Coopersmith Career Consulting | Evaluated Learning Experience
Vietnam Veterans Suffering, Activism, and Memory (HIS-422)
Varies (self-study, self-paced).
March 2022 - Present.
Upon completion of this course, students will be able to: trace the development of public attitudes towards the Vietnam veteran: compare and contrast Vietnam veterans with those of previous U.S. wars: explain the consequences of the Vietnam War to veterans as they returned home: identify the main readjustment struggles faced by Vietnam veterans; describe the struggles of activists who sought to help Vietnam veterans: achieve familiarity with government services provided for Vietnam veterans and the controversies surrounding them; describe the position of different political leaders towards Vietnam veteran activism: deduce inferences about cultural productions based on the way they portray the Vietnam War and its veterans; explain the role of the National Vietnam Veterans Memorial in public memory of the Vietnam War and its veterans; and illustrate the influence of the Vietnam War and its aftermath on future United States foreign policy.

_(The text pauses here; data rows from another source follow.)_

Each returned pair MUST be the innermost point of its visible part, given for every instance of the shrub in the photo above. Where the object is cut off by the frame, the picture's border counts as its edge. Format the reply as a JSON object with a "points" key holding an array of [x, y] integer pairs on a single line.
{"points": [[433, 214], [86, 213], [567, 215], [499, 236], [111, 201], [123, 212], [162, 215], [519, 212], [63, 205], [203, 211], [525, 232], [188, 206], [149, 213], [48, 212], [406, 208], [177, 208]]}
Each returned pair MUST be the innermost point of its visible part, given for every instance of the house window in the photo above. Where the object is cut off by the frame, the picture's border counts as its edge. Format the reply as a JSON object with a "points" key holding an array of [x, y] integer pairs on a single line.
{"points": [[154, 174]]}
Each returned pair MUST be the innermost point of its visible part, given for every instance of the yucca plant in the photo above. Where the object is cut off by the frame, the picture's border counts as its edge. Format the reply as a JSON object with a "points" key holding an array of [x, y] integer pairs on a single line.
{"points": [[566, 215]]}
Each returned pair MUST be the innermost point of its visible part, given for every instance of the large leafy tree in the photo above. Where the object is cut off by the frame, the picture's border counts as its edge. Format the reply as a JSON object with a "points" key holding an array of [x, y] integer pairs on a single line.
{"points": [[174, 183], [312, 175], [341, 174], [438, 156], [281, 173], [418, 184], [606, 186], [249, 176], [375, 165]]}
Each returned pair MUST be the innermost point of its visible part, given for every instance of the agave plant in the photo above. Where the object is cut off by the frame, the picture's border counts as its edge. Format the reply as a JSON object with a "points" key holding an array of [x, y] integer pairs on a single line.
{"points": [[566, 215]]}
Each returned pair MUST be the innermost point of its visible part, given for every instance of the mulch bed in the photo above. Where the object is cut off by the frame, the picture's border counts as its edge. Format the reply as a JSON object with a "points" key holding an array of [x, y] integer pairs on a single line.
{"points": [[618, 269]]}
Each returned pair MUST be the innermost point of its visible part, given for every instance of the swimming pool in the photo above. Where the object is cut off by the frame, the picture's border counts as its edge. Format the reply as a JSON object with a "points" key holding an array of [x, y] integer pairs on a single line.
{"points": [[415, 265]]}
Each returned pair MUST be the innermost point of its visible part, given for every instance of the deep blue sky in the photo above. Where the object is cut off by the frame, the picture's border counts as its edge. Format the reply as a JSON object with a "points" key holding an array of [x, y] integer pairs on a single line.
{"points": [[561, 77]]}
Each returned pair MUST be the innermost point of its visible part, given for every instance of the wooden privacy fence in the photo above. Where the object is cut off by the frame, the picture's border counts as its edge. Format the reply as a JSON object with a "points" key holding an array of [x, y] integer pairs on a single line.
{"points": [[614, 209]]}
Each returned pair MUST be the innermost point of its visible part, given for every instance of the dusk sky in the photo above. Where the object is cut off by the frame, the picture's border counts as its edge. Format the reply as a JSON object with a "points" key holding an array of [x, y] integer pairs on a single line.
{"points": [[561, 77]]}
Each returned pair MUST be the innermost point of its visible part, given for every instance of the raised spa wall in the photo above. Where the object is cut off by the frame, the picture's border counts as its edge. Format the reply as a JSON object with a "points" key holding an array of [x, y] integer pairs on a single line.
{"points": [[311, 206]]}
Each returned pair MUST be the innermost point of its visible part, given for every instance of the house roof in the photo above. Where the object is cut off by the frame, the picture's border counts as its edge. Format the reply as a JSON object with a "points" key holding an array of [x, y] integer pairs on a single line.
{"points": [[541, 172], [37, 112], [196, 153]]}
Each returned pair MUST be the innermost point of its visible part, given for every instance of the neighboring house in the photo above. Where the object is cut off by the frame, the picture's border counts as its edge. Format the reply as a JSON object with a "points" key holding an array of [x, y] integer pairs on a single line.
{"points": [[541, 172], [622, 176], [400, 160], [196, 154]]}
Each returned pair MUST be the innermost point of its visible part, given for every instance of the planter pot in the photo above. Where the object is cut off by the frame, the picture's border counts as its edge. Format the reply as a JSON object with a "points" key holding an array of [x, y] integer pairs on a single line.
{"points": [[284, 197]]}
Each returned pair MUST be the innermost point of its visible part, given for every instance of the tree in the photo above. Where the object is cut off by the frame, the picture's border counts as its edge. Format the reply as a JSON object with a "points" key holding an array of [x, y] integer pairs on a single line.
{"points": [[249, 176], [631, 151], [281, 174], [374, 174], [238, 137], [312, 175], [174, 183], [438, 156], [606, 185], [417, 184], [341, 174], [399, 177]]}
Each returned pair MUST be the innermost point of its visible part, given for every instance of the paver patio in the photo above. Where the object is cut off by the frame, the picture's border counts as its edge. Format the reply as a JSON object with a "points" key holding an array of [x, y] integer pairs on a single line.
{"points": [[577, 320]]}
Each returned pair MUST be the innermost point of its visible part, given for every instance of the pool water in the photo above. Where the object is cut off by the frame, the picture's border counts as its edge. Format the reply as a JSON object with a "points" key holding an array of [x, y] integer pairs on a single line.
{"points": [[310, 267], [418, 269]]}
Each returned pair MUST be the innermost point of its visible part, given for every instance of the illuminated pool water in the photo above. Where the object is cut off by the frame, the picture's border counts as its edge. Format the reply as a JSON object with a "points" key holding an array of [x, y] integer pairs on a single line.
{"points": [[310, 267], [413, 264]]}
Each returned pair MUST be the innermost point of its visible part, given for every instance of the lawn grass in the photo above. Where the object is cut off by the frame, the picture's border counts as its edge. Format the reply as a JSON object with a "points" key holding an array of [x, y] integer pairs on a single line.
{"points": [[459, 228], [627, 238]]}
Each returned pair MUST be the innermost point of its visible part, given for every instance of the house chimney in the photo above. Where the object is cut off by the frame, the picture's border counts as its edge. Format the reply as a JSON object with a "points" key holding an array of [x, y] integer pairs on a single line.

Vietnam Veterans Suffering, Activism, and Memory (HIS-422) will assess the student’s knowledge of the experience of Vietnam veterans in the United States, focusing on the areas of suffering, activism, and memory. The problems of readjustment, PTSD, and Agent Orange exposure are among the areas of suffering discussed. The study of activism begins with veterans’ protesting the war, and continues to advocacy, lobbying, and hunger strikes for government services for Vietnam veterans and compensation for Agent Orange victims. The role of Vietnam veterans in pursuing and attaining elective office is also discussed. American attitudes towards veterans and the Vietnam War itself are examined from initial stereotypes through reconciliation via public tributes and the National Vietnam Veterans Memorial. Varying attitudes towards the Memorial are examined as well as the role of the Vietnam veteran in popular culture.
In the lower division baccalaureate / associate degree category, 3 semester hours in History (2/22).